Yes, I used the original training setting on 8 V100 machine, e.g., images per batch = 8, learning rate 0.0001, feature level = 1.
@yformer We have not met this problem. What modifications have you made?
@tangjiuqi097 The code is the same as anchor_detr.py except using d2 for dataloader and evaluation. I also saw this issue in detr, facebookresearch/detr#101.
@yformer Can you push the code to your repo? Otherwise, I can not help you to find out the problems.
@yformer I got this error today as well.
The reason for this is maybe I trained too long, about 300000 iterations and didn't step the lr.
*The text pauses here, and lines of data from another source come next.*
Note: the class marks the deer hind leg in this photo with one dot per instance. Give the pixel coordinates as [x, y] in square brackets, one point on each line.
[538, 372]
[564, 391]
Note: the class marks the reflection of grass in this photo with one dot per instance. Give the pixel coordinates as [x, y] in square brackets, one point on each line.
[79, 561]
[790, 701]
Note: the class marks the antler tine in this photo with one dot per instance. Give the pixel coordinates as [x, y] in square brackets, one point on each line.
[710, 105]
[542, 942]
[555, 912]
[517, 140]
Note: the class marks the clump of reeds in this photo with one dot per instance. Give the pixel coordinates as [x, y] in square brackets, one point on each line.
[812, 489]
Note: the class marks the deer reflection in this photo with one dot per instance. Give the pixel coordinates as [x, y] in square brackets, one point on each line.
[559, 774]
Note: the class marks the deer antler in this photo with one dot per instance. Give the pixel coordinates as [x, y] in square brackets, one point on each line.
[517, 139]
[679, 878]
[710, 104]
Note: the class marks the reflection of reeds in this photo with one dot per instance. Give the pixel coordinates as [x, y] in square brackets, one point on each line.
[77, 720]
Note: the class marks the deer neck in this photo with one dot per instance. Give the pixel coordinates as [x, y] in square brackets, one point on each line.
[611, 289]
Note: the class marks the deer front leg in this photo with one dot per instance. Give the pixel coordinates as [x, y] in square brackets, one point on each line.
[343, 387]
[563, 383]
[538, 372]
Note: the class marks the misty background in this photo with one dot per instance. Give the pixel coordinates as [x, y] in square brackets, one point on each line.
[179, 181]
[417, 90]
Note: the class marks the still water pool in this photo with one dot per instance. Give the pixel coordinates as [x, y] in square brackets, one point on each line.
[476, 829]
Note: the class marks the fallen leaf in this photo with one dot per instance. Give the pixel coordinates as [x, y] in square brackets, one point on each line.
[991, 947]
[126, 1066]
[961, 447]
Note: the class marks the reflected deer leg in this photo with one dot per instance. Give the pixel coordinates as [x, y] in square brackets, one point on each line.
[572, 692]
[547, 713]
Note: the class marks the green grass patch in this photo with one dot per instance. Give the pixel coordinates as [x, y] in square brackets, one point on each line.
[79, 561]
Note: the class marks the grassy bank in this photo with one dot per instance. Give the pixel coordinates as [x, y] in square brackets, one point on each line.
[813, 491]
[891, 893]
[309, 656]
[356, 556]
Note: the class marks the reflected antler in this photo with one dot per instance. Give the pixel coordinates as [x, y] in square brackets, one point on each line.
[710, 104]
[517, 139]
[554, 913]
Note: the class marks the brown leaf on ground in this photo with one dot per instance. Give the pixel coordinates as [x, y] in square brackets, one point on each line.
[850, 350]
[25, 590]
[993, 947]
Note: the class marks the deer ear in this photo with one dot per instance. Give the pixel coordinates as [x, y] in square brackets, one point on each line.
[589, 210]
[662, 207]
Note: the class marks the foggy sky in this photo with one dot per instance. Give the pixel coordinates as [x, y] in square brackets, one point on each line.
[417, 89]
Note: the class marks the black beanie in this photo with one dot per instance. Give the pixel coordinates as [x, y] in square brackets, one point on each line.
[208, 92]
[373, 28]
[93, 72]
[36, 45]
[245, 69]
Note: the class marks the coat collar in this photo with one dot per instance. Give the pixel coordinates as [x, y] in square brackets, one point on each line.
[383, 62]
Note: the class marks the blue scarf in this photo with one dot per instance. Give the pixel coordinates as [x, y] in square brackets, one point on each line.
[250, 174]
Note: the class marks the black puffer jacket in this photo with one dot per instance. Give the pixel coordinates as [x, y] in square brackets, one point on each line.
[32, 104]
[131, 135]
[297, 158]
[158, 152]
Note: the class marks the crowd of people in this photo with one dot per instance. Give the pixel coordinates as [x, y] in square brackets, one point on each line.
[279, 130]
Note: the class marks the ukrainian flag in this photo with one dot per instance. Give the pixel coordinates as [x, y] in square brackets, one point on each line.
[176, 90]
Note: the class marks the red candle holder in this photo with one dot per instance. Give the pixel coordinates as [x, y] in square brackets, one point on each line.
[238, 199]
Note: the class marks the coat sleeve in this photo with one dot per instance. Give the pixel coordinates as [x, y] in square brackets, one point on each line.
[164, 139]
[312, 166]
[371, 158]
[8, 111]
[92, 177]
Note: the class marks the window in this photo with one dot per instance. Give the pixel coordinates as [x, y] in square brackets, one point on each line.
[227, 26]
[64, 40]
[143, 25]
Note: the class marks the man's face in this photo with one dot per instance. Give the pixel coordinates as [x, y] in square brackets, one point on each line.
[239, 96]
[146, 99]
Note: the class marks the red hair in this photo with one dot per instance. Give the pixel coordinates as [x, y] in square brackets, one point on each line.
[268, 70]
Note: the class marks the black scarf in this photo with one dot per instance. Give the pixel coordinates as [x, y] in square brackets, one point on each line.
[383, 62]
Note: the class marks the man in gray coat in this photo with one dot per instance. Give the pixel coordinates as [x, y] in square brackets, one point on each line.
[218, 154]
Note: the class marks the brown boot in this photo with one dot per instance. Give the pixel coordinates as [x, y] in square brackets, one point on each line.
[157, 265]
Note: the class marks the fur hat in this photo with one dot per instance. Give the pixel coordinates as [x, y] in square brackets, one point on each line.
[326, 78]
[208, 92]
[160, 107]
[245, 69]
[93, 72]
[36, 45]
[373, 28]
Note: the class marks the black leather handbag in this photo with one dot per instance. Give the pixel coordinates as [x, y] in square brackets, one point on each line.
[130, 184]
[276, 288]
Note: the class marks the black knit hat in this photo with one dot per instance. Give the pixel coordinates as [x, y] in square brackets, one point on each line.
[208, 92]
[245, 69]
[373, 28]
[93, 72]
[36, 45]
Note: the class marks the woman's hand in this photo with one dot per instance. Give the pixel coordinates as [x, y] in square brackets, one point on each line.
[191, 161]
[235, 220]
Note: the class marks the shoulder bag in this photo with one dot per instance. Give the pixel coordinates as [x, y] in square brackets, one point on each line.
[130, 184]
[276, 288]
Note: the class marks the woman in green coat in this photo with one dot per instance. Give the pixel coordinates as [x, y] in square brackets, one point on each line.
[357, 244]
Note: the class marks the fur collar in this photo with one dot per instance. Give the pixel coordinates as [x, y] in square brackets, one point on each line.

However I don't know what's the root reason for this, because just in a certain step it will raise this error, at least I produced twice, but the last eval epoch I got normal mAP, very strange.
@jinfagang , this error is quite weird. Sometimes it will show up. I did not figure out what is the real reason for it.
@yformer Hi, do you planned to opensource your AnchorDETR d2 implementation? I currently not able to reproduce the training result, I using original version can train with bs=2 though. I don't know where did I miss in my implementation.
However, I tried transfered all weights from official anchorDETR to my d2 version, the result looks normal. Although evaluation have some gap but that might caused by 91 output -> 81 output problem.
Can you opensource your d2 version which reproduced training result?
@yformer Hi, do you planned to opensource your AnchorDETR d2 implementation? I currently not able to reproduce the training result, I using original version can train with bs=2 though. I don't know where did I miss in my implementation.
However, I tried transfered all weights from official anchorDETR to my d2 version, the result looks normal. Although evaluation have some gap but that might caused by 91 output -> 81 output problem.
Can you opensource your d2 version which reproduced training result?
This issue is not active for a long time and it will be closed in 5 days. Feel free to re-open it if you have further concerns.